Setelah kondisi pasien memungkinkan, tim medis memindahkannya menggunakan helikopter Black Hawk menuju fasilitas kesehatan rujukan yang lebih lengkap.
Selama penerbangan, tenaga medis tetap memberikan perawatan untuk menjaga kondisi pasien hingga tiba di fasilitas kesehatan tujuan.
Libatkan Empat Negara Mitra
Kegiatan Air Medevac melibatkan tenaga kesehatan TNI bersama personel militer dari Amerika Serikat, Australia, Kanada, dan Jepang.
Para peserta menjalankan prosedur penanganan kondisi darurat hingga proses evakuasi medis udara sesuai skenario latihan.
Keterlibatan sejumlah negara mitra tersebut sekaligus menguji kemampuan setiap unsur berkoordinasi dalam situasi operasi gabungan.
Selain kemampuan teknis, latihan juga menuntut kecepatan pengambilan keputusan serta ketepatan koordinasi antarpersonel.

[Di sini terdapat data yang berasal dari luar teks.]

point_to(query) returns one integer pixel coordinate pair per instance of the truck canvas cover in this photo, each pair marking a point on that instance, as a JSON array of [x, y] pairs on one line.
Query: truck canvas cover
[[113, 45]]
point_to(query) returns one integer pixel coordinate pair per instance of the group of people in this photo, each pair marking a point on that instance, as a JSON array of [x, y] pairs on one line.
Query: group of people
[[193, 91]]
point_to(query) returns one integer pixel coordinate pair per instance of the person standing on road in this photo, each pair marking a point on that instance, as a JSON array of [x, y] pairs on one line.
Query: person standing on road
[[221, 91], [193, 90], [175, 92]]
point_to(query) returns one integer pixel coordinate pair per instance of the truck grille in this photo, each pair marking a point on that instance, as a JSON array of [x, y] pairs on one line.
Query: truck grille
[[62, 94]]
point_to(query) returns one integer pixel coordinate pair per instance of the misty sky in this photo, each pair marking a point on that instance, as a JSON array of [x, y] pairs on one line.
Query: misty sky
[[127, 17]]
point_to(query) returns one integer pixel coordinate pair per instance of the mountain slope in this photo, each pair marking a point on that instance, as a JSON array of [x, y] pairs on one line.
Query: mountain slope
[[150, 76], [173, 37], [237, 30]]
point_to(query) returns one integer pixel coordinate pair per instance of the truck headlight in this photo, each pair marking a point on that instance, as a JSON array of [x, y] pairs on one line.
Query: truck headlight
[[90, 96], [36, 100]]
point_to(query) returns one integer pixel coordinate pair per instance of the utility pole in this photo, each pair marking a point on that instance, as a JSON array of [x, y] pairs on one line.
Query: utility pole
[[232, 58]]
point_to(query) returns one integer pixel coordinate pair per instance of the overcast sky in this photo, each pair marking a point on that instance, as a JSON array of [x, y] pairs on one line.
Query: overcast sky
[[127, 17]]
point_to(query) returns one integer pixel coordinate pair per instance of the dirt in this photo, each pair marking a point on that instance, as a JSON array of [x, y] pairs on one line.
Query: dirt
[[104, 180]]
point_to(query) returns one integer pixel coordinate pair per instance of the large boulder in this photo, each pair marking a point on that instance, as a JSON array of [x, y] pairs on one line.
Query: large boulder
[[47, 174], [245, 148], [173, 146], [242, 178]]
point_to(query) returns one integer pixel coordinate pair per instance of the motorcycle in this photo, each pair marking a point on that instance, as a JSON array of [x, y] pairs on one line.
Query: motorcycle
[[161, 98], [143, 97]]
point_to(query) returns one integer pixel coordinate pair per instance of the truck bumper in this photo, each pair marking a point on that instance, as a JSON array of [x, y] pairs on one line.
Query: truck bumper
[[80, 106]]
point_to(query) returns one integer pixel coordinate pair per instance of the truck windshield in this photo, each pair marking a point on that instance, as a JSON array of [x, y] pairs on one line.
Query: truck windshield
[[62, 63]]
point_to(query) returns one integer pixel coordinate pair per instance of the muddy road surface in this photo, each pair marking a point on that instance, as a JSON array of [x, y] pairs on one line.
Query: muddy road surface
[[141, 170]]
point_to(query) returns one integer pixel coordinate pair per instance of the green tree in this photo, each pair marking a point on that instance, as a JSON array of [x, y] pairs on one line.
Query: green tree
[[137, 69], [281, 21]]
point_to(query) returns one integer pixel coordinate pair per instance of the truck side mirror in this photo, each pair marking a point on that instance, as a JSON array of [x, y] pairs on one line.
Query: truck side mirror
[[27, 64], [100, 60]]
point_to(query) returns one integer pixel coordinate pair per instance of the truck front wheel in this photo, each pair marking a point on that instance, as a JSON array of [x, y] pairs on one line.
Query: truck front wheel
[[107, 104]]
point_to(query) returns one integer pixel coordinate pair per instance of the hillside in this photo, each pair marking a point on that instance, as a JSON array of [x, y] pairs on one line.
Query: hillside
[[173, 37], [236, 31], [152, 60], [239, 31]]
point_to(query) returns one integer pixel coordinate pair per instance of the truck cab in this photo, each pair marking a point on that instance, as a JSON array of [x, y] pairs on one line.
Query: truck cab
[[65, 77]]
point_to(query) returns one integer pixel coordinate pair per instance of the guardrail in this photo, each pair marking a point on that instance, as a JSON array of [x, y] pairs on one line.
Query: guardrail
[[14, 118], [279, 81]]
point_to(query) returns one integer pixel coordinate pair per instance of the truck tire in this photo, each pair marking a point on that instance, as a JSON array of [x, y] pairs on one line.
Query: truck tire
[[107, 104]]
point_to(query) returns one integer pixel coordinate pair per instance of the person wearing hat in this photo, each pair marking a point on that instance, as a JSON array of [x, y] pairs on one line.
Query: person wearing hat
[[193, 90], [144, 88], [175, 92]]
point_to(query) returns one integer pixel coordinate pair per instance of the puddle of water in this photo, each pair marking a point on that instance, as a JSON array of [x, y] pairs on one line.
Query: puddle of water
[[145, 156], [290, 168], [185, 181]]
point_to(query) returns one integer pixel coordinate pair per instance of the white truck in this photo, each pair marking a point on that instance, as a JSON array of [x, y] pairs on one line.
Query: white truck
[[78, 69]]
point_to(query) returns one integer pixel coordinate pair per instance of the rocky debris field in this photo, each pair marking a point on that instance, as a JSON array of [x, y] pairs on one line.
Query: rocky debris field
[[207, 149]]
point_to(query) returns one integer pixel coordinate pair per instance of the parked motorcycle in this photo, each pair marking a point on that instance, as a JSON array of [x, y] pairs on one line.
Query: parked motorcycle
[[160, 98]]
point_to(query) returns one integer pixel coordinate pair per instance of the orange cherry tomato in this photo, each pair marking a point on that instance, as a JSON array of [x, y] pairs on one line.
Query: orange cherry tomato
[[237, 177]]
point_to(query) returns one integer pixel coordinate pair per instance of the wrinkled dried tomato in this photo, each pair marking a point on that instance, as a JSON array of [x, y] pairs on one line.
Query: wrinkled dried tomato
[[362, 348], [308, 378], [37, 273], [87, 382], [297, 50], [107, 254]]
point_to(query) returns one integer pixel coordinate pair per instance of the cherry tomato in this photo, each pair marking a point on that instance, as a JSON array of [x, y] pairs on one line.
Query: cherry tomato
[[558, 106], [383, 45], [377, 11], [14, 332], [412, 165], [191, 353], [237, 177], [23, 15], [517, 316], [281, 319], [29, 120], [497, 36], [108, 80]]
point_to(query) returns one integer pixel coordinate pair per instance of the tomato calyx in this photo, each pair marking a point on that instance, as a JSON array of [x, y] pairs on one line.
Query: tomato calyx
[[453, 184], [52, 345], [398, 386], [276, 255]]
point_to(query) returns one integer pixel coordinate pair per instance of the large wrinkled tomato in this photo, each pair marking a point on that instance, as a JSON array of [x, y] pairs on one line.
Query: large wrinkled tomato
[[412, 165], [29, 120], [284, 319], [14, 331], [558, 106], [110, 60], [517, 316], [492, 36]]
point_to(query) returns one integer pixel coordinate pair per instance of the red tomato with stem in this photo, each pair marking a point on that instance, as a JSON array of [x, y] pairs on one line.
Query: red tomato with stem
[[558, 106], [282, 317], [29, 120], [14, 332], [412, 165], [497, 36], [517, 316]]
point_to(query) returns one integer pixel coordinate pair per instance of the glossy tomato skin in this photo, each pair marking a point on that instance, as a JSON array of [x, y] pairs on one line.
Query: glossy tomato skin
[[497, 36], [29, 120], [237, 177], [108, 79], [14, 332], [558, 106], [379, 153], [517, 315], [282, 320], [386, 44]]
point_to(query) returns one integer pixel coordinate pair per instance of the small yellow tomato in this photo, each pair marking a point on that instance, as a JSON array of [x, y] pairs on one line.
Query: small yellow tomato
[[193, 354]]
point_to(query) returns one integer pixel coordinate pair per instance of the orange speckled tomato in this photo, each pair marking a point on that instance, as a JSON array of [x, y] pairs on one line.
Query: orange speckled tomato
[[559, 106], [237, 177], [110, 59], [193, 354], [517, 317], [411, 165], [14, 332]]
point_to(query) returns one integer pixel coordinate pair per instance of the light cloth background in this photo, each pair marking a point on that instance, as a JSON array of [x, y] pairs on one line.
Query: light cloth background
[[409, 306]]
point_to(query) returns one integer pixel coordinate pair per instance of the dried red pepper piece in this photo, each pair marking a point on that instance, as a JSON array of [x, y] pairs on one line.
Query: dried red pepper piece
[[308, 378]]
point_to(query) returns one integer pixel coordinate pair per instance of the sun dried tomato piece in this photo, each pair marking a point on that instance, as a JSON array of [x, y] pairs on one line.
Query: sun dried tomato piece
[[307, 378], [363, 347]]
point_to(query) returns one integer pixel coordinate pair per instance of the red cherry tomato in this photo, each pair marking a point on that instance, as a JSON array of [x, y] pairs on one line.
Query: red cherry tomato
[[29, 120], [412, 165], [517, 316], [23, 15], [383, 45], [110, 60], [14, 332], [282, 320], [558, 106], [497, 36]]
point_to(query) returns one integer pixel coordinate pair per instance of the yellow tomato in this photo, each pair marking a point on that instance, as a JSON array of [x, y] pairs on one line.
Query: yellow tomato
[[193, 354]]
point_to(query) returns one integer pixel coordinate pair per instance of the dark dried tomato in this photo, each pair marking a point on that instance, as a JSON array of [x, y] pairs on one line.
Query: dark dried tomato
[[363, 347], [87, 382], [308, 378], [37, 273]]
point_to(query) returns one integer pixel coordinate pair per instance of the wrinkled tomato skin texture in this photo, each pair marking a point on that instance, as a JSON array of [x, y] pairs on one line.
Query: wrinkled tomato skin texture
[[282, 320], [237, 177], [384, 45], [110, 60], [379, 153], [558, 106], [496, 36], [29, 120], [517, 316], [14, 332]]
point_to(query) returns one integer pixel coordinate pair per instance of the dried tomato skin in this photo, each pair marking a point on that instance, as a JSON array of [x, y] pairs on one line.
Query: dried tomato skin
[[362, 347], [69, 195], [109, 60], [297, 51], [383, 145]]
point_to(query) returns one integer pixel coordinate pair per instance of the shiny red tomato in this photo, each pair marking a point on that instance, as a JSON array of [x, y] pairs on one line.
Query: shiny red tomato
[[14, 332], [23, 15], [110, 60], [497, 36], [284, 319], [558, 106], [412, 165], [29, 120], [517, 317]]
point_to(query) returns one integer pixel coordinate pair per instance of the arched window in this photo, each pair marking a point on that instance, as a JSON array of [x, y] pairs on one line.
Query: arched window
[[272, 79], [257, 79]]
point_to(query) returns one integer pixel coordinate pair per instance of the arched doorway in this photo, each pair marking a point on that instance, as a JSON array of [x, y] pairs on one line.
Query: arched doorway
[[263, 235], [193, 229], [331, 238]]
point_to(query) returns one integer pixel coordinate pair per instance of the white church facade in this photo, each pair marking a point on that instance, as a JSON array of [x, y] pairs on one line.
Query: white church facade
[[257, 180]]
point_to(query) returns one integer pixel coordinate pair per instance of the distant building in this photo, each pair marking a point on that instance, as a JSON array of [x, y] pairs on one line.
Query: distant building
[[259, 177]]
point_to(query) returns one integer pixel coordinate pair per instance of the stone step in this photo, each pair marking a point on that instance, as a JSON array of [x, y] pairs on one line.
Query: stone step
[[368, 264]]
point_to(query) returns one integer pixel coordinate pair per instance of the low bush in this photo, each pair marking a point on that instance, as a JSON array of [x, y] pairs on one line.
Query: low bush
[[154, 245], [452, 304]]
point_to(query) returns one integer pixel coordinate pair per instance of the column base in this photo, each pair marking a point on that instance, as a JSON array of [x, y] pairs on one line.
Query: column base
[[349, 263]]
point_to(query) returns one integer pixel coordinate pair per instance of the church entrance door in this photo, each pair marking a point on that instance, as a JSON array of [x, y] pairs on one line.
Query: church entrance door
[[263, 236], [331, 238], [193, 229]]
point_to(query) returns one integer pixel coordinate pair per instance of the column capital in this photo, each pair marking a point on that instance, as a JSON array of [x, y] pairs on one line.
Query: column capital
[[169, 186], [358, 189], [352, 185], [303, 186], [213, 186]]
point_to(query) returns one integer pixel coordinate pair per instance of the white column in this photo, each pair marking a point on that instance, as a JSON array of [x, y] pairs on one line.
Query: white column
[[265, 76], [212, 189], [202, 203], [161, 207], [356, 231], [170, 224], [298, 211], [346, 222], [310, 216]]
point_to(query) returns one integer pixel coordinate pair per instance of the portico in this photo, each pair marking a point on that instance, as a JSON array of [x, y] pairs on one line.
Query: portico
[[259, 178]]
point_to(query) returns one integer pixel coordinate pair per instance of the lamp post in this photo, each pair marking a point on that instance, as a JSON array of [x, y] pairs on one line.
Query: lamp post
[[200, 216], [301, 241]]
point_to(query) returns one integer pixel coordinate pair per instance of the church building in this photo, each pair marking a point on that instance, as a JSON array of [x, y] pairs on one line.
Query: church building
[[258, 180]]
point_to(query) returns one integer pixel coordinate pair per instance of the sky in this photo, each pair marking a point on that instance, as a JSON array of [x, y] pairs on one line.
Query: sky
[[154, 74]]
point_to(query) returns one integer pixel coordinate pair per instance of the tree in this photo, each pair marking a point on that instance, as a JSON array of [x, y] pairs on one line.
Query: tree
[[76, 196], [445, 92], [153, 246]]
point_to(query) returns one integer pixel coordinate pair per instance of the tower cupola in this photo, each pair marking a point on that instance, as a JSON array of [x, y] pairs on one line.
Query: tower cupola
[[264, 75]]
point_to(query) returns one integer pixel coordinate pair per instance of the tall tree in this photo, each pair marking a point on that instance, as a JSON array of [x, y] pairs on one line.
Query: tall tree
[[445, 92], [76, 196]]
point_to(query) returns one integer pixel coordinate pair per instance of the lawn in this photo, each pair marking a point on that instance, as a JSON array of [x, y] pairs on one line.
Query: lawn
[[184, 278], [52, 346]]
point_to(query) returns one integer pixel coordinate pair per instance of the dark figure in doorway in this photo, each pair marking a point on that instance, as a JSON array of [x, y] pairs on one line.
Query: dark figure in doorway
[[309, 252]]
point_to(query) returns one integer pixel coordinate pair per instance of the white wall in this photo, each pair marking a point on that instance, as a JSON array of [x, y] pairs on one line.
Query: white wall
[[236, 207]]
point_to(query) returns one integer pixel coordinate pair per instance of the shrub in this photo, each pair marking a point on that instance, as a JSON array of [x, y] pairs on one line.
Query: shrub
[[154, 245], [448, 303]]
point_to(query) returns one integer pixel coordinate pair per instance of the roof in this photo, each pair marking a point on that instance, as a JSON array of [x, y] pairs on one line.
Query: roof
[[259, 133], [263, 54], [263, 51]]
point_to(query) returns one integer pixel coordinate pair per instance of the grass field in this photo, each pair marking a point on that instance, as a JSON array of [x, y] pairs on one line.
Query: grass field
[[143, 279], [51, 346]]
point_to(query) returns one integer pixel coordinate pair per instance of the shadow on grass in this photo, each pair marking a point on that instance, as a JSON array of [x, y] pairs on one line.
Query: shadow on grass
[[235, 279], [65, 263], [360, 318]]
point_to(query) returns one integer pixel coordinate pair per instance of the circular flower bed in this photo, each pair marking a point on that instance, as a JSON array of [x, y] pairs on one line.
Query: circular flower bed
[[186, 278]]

Setiap tahapan membutuhkan komunikasi yang efektif agar proses pertolongan, pemindahan pasien, dan evakuasi berlangsung aman.
Dengan pola tersebut, latihan tidak hanya menguji kemampuan individu, tetapi juga kesiapan sistem kesehatan dalam mendukung operasi multinasional.
Integrasikan Darat, Udara, dan Kesehatan
Air Medevac memperlihatkan integrasi unsur darat, udara, dan kesehatan dalam satu rangkaian operasi yang saling terhubung.
Unsur darat menangani korban pada tahap awal, sedangkan tim medis melanjutkan perawatan hingga proses evakuasi udara.
Sementara itu, unsur penerbangan mendukung pemindahan pasien menuju fasilitas kesehatan dengan kemampuan penanganan yang lebih lengkap.
Koordinasi lintas unsur menjadi faktor penting untuk memastikan setiap tahapan berjalan efektif, aman, dan sesuai prosedur operasi gabungan.
Latihan tersebut sekaligus memberikan pengalaman bagi tenaga kesehatan menghadapi kondisi darurat yang dapat muncul dalam berbagai situasi medan operasi.
Perkuat Interoperabilitas Negara Mitra
SGS 2026 juga menjadi ruang bagi TNI dan negara mitra untuk menyamakan prosedur serta meningkatkan kemampuan bekerja secara terpadu.
Kegiatan Air Medevac memperkuat interoperabilitas karena setiap unsur menjalankan peran dalam satu skenario penanganan korban.
Pengalaman bersama tersebut dapat memperkuat pemahaman antarnegara terhadap prosedur medis dan mekanisme dukungan kesehatan dalam operasi gabungan.
Di sisi lain, latihan menunjukkan bahwa kesiapan militer tidak hanya bergantung pada kemampuan tempur.
Dukungan kesehatan memiliki posisi penting untuk melindungi personel sekaligus menjaga keberlanjutan pelaksanaan operasi.
Melalui SGS 2026, TNI terus mengembangkan kemampuan personel dan sistem pendukung agar mampu menghadapi berbagai tantangan operasi bersama.
Latihan Air Medevac menjadi salah satu bagian penting dalam membangun kesiapan tersebut sekaligus memperkuat kepercayaan antara TNI dan negara-negara mitra.